A l’occasion des cérémonies de remise des diplômes 2022 d’AgroParis Tech et de HEC un vent nouveau a soufflé : chacun à leur manière, des étudiants largement applaudis ont dérogé aux usages. Non seulement pour remettre en cause l’enseignement qui leur avait été dispensé, mais surtout pour interroger leur rôle à l’avenir au sujet du changement climatique.
Ils ont été rejoints sous d’autres formes par Sciences Po, Centrale Nantes et Polytechnique, avec des tonalités parfois différentes. A HEC, le formalisme des tenues à l’anglo-saxonne, un anglais impeccable pour l’allocution de Anne-Fleur Goll, 3000 spectateurs enthousiastes, une direction de l’École qui tente d’accompagner le mouvement. Climat plus tendu à AgroParisTech où un orateur parle de « déserter ». A Polytechnique la moitié de la promotion tourne le dos au parrain de la promotion, le PDG de Total, dans le contexte tendu de l’implantation d’une salle Total sur le campus.
Les réactions étaient prévisibles. D’un côté, des frissons émus, une forme d’admiration pour ces jeunes calmes mais déterminés à faire passer un message. De l’autre, on ironise sur ce qui peut passer pour une autopromotion narcissique de privilégiés qui surfent sur un effet de mode.
Regardons de plus près le raisonnement auquel semblent se rattacher ces prises de paroles et que l’on peut retrouver dans le « manifeste étudiant pour un réveil écologique » qui a été signé par plus de 30000jeunes.
1) les engagements individuels ne suffisent pas : à quoi sert-il de se déplacer à vélo, quand on travaille par ailleurs pour une entreprise dont l’activité contribue à l’accélération du changement climatique ou à l’épuisement des ressources ?
2) nous sommes les rouages du système, ce qui fait que le système ne peut fonctionner sans nous ;
3) mais nous ne pouvons pas agir seuls, nous avons besoin d’«embarquer » les décideurs politiques et économiques ;
4) nous ne croyons plus dans le système économique, il faut changer radicalement de trajectoire, il faut bifurquer.

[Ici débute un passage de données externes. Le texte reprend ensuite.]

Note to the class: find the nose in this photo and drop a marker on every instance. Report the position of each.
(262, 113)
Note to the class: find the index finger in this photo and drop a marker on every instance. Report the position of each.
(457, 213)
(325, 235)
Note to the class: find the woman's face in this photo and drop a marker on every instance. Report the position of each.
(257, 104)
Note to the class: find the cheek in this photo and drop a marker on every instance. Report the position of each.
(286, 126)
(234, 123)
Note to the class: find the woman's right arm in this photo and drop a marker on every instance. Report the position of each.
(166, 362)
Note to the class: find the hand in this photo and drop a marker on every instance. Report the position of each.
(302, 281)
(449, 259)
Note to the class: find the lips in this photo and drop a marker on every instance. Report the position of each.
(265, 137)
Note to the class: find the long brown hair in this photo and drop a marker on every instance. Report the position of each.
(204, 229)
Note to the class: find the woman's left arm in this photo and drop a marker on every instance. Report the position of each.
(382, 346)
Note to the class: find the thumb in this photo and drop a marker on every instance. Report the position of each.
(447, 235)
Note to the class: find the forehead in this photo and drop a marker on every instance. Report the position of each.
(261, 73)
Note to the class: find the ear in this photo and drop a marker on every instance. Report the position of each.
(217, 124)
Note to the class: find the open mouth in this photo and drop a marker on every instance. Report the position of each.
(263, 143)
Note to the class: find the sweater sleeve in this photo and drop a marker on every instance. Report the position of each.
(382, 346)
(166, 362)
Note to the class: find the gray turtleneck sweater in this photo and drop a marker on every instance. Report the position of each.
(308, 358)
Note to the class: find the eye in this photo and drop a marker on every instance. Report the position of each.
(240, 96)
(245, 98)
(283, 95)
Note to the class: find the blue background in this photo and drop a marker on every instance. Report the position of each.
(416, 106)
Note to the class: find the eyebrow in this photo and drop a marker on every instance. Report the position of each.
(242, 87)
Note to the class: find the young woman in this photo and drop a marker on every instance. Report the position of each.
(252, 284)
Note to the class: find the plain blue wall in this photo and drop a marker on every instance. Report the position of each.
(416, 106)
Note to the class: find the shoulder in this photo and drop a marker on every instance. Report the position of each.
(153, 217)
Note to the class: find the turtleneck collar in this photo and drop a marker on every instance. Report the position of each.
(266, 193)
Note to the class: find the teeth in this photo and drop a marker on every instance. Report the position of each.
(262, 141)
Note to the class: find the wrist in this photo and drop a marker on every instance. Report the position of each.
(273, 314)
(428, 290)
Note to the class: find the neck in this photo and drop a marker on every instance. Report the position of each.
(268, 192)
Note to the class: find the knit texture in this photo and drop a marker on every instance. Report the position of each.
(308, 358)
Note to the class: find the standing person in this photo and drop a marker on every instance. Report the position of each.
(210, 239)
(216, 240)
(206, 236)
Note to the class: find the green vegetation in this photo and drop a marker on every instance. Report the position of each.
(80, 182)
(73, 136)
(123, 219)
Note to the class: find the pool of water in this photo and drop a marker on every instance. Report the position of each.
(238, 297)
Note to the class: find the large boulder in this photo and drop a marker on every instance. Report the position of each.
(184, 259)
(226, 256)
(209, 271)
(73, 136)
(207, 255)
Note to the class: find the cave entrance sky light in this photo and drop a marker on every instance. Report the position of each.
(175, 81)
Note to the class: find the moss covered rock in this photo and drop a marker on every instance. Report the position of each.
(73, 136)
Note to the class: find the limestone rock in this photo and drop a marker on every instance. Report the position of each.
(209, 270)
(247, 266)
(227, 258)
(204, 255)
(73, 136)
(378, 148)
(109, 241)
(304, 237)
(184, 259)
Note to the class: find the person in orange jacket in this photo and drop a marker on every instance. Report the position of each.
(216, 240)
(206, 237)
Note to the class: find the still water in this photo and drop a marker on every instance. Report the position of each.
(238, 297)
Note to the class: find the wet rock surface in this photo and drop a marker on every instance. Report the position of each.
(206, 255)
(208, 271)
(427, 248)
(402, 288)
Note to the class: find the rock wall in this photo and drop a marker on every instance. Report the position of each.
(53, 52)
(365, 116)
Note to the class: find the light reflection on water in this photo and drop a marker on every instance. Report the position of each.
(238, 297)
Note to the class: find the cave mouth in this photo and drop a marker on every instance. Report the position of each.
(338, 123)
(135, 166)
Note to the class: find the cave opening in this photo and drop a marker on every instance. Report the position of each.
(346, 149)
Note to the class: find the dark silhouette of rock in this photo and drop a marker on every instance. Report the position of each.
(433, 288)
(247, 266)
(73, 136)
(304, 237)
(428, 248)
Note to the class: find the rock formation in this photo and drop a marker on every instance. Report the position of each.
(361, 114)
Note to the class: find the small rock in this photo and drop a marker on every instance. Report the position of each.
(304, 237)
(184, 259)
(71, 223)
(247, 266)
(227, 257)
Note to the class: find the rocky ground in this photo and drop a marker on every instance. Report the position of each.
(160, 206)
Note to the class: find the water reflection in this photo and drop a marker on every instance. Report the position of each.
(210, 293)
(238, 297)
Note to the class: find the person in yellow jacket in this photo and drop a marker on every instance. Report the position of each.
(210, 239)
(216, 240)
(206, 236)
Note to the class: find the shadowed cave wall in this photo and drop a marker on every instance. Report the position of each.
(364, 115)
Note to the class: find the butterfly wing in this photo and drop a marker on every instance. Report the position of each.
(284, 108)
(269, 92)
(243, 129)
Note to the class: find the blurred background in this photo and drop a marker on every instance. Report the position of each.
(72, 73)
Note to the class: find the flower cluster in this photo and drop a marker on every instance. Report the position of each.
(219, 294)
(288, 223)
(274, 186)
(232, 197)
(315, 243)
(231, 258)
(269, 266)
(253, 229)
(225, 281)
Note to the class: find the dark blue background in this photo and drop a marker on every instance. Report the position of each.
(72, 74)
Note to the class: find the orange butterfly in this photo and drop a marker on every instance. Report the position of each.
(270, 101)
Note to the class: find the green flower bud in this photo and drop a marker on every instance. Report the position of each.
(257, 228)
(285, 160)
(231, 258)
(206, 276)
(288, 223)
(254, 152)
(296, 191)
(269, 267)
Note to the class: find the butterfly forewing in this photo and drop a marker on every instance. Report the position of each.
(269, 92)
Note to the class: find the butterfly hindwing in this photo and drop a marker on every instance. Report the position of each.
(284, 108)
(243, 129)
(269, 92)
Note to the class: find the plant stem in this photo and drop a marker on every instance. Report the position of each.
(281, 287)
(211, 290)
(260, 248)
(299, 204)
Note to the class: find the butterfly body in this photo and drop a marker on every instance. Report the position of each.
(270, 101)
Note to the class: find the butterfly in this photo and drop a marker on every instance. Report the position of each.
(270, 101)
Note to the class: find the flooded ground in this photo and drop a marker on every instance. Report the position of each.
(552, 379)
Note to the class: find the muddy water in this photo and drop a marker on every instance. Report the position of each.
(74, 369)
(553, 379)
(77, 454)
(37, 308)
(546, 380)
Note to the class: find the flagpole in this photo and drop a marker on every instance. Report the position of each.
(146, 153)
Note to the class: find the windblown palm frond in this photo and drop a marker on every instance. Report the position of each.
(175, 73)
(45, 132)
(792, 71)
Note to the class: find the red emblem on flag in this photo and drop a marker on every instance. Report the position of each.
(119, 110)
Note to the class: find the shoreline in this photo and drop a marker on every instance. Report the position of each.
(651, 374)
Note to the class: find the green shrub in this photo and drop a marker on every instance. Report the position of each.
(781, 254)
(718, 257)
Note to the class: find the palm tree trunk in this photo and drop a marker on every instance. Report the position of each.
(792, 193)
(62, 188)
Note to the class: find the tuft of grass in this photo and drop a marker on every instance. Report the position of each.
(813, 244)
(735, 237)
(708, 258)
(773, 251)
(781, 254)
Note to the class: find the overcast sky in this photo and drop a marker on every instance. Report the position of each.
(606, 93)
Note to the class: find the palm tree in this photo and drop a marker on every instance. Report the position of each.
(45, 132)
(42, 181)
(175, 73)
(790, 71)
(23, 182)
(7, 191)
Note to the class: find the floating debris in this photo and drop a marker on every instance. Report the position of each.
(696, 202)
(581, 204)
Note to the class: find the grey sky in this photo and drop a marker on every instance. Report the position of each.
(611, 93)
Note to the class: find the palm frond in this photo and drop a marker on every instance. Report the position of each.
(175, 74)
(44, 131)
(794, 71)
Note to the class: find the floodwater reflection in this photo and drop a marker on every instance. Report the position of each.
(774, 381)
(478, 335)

Les temps à venir diront s’il s’agit d’un feu de paille ou d’un signe de changement. Il y a en tous cas convergence avec un mouvement actuel plus vaste, encouragé par les réflexions issues de la pandémie : la recherche plus active d’un sens à la vie, une remise en cause du seul objectif « gagner plus d’argent ». Certains orateurs lors des remises de diplômes mentionnent d’ailleurs l’offre de « salaires indécents »(comprendre : très élevés !) comme une piètre tentative de s’acheter quelques indulgences pour des pratiques choquantes.
Il est d’abord possible que le mouvement s’éteigne, comme beaucoup d’autres par le passé, le combat s’arrêtant faute de combattants. Pourquoi ? Tout simplement face aux contraintes de la vie adulte, le « réel » chassant l’utopie. Au fond Il ne se serait agi que d’un rite de passage, d’un adieu au temps étudiant, que les protagonistes se remémoreraient plus tard, lors de leurs rencontres, avec un mélange de tendresse et d’ironie.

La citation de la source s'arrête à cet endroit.